Fabia, recroquevillée sur son petit banc, tendit l’oreille : pas un bruit dans le tabularium, à part une grosse mouche bleue qui bourdonna un peu avant de disparaître. À travers les murs parvenait la voix du marchand : «  À qui mes belles dattes, belles dattes, une obole la ficelle ! Une obole seulement… »

«  Ah, si je pouvais… », le petit cœur battait très fort et Fabia pourlécha ses lèvres purpurines.

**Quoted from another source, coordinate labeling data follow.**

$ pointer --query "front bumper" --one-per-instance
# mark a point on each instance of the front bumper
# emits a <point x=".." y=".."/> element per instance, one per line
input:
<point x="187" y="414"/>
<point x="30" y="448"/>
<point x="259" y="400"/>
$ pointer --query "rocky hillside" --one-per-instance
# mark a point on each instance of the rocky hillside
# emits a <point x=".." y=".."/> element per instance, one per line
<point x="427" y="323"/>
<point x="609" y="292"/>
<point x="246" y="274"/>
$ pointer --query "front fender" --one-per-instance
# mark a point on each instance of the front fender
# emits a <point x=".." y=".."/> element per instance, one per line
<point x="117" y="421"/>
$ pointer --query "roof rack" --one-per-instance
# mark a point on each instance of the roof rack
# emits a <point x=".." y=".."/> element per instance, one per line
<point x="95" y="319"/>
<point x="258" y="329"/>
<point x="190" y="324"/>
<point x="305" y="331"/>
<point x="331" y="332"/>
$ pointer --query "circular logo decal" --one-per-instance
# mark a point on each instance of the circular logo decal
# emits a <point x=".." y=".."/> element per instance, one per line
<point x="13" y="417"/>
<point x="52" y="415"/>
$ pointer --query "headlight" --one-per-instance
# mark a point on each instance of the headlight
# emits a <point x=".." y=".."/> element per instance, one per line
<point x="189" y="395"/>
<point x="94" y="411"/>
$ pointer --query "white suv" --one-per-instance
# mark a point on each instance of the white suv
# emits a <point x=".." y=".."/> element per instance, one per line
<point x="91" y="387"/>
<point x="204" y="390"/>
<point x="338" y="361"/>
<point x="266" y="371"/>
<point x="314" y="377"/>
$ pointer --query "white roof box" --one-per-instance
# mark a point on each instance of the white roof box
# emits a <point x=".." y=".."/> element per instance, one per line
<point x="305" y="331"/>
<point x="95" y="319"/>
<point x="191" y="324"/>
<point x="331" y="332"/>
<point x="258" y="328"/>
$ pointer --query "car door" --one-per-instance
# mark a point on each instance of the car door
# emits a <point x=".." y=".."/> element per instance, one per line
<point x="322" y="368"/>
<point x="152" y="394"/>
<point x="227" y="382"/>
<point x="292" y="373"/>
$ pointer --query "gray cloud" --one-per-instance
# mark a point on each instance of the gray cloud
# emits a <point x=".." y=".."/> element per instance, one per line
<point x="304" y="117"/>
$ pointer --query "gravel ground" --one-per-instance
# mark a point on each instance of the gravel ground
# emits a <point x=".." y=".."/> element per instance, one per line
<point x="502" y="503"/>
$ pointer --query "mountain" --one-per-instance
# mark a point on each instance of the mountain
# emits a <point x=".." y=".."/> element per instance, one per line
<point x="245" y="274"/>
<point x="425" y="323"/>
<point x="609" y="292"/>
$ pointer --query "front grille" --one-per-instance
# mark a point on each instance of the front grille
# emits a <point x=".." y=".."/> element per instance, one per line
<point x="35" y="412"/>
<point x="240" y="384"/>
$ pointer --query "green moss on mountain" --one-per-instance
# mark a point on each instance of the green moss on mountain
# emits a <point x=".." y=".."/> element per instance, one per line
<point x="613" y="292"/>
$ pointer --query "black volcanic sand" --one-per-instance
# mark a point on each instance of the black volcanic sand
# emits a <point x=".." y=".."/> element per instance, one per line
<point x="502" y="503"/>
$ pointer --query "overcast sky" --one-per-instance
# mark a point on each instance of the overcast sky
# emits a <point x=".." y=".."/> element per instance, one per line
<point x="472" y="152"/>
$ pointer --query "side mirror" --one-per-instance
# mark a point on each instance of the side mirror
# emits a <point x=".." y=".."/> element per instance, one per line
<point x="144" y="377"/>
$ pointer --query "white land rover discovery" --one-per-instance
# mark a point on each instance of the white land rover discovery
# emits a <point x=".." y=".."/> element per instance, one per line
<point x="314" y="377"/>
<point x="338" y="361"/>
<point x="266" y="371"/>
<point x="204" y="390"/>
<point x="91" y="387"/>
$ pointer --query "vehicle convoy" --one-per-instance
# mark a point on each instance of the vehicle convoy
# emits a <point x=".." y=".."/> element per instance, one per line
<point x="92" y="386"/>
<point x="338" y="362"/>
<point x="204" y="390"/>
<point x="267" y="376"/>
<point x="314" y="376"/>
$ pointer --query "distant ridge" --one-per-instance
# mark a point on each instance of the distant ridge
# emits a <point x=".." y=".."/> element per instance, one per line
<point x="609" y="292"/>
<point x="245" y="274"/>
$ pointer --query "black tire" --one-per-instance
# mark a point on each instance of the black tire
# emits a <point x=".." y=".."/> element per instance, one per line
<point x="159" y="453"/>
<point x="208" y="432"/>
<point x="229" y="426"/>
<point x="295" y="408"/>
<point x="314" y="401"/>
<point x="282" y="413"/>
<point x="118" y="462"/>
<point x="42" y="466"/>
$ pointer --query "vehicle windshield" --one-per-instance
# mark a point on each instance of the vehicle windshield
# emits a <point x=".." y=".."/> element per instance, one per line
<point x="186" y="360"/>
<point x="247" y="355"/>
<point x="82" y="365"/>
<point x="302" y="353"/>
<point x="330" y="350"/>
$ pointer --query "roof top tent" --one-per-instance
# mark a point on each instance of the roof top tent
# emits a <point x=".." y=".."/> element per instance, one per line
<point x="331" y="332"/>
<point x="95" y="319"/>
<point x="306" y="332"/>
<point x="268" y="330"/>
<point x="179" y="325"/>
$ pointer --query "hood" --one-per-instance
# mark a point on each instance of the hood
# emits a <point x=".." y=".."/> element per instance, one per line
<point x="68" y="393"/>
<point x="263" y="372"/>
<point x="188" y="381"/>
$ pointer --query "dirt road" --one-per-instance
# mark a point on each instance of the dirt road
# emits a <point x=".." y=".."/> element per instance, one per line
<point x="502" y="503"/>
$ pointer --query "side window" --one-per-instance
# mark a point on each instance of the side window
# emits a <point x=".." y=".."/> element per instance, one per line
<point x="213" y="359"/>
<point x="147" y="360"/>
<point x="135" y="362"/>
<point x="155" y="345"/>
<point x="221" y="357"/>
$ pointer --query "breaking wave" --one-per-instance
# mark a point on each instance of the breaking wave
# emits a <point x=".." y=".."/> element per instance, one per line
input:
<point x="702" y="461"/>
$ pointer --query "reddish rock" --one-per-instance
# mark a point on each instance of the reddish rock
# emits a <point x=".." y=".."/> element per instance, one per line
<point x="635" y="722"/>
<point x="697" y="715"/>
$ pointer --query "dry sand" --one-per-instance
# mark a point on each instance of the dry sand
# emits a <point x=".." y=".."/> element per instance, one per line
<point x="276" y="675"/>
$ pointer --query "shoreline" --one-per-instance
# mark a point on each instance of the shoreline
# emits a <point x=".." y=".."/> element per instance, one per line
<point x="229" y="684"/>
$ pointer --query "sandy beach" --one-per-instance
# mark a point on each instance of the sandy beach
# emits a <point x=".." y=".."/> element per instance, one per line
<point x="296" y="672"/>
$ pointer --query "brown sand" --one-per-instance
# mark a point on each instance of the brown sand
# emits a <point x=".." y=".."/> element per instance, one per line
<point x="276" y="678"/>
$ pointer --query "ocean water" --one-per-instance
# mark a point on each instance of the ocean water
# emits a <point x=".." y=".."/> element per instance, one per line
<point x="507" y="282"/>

Marcus Licinius Septus gisait, l’obole serrée entre ses lèvres déjà durcies ; il écoutait, lui aussi : son ouïe, affinée par la mort, le guidait au-delà des gémissements des pleureuses, des cris du marchand de sucreries, encore plus loin, au-delà de la rumeur de la rue, des discours du cercle terrestre : il discernait clairement le clapotis lointain des rames de Charon et les tristes chuchotements des ombres qui l’appelaient vers les eaux noires de l’Achéron. Septus mort percevait le pas des étoiles sur leurs orbites, et le bruissement des lettres grouillant dans les rouleaux de papyrus qui traînaient par terre, et aussi les méditations de l’Hadès, et les pensées de la petite Fabia, la fille de l’esclave qui le veillait, assise à son chevet. Dans les pupilles vitreuses, à travers le voile embrumé, bleuissaient les yeux de l’enfant aux cils battants, la vie. Et aussitôt les pupilles s’estompèrent derrière un voile de brume.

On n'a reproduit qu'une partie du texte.